An outing during a family camping trip that went a little bit differently than expected found us at the head of a fantastically fun single-track through the Selkirks of southeastern British Columbia, me on a beautiful full-suspension mountain bike, she on her beloved yellow urban ride, complete with basket and blinking lights.

Don’t try this at home. Maybe. Photo by Nadia Honnet.

I convinced her to trade bikes with me, partly because I thought putting her on a proper mountain bike would be the safe thing to do on a mountain-bike trail (I didn’t neglect my fatherly responsibilities completely). But partly because I relished the thought of crushing a mountain bike trail on a teenager’s city bike.

Hence, I found myself cresting tabletops and rounding berms at full-speed, fenders bumping along and V-brakes squealing under the strain. I feel like I should tell you that this is unadvisable, and you should not do it.

But in the midst of this ride (which, not coincidentally, was a heap of fun, especially seeing the looks on the faces of other trail riders on $6,000 carbon-framed full-suspension downhill rigs who did double-takes on my basket), one thought kept popping into my head: Do you really need a mountain bike for this?

Of course, a proper mountain bike is the right thing to use, for safety and enjoyment. But the experience got me thinking that perhaps we North Americans have let our gearhead tendencies get the best of us. Cyclists, in particular, seem to obsess over having the “proper” bike for whatever kind of ride they are doing: A road bike for a country road, a mountain bike for a trail, a city bike for a city ride. It’s getting to rather absurd lengths when it’s now possible to buy a bike specially built for gravel rides.

Don’t get me wrong. I’m a sucker to the n+1 philosophy of bike ownership as much as the next bike nerd (a formula stipulating the ideal number of bikes you should own, in which n is the number you currently own).  But riding a totally inappropriate machine down a trail and having a blast doing it reminded me that maybe we don’t need a different bike for every ride.
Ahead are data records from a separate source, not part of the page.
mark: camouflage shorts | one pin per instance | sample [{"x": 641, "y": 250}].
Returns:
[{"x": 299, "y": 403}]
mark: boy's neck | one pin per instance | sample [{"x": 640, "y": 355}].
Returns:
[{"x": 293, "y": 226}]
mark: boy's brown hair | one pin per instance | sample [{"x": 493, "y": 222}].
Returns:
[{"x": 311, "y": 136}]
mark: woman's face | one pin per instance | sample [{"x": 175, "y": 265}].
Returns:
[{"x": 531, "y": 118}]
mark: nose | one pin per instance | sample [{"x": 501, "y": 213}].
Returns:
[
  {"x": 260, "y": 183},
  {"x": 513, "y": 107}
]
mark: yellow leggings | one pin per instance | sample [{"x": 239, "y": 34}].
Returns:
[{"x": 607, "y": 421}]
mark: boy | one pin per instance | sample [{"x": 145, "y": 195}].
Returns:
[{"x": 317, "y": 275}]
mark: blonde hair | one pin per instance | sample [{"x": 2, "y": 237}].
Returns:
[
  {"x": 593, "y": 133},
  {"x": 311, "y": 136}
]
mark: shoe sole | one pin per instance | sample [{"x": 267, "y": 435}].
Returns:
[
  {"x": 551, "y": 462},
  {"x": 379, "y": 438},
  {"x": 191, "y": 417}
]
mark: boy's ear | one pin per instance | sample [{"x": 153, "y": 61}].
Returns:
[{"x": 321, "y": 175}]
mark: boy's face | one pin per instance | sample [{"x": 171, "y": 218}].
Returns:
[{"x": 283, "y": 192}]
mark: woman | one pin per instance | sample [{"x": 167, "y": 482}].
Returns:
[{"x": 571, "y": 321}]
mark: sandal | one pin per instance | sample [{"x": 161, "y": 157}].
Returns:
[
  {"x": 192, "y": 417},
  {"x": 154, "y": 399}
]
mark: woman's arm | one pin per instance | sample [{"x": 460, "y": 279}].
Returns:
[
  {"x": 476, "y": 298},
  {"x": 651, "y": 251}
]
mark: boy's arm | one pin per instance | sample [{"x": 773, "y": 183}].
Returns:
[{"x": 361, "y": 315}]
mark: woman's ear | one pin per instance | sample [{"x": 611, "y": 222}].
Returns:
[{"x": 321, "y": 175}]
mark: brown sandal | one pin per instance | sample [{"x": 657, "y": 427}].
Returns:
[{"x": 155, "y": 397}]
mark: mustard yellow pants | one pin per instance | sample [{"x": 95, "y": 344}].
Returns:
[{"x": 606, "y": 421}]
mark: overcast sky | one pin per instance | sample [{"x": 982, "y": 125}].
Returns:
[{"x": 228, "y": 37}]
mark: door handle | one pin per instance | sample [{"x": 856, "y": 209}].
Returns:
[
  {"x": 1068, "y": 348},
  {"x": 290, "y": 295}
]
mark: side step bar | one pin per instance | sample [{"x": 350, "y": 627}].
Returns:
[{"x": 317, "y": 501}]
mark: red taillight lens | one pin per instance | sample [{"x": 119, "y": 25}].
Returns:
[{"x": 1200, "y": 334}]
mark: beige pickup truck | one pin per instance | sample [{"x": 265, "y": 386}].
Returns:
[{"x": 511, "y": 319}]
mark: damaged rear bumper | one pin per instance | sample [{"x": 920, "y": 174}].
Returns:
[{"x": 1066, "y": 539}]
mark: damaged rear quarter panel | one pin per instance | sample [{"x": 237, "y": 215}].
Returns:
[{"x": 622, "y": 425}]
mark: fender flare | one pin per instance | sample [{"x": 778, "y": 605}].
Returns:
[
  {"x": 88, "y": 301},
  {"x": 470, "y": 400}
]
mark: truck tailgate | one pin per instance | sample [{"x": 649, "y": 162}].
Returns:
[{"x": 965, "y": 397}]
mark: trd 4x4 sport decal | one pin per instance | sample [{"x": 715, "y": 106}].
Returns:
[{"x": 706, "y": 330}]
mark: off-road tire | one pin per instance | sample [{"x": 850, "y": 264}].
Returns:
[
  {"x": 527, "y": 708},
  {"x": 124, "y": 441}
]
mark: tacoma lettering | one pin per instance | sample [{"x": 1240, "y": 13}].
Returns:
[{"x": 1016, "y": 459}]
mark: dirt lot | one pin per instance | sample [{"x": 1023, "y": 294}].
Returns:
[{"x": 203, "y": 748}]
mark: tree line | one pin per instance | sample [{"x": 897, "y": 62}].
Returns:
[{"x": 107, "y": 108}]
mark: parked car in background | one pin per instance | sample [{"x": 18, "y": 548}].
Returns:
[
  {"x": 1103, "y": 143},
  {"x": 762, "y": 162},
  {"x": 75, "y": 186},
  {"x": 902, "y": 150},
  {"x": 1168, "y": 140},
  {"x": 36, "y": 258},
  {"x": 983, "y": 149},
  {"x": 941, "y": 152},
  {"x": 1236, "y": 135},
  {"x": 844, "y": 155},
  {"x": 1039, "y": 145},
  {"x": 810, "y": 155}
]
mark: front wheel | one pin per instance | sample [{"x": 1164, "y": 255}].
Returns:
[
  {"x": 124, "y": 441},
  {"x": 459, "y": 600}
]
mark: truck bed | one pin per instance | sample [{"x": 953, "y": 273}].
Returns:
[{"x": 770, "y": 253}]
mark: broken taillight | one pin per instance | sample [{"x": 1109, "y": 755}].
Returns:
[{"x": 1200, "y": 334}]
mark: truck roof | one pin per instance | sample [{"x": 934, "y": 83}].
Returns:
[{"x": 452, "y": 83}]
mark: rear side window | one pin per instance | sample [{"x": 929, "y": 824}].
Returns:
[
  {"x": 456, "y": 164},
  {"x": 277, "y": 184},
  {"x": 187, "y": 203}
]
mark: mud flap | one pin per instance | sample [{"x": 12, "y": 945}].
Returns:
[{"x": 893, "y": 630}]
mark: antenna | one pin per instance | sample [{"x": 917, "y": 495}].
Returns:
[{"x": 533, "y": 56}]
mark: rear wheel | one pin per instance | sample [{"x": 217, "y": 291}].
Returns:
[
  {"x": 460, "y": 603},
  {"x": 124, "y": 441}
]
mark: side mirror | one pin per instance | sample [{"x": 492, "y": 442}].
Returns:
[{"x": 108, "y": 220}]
Maybe sometimes having a bike that’s good enough is, well, good enough. Maybe we should stop subtly shaming people who show up for a group road ride without a proper road bike, or who ride a hard-tail on a rocky trail. Maybe, ultimately, the ride is more important than the machine we ride on.

But then again, maybe I’m not thinking clearly because my brain got rattled on that mountain bike trail. Man, front suspension would have been nice.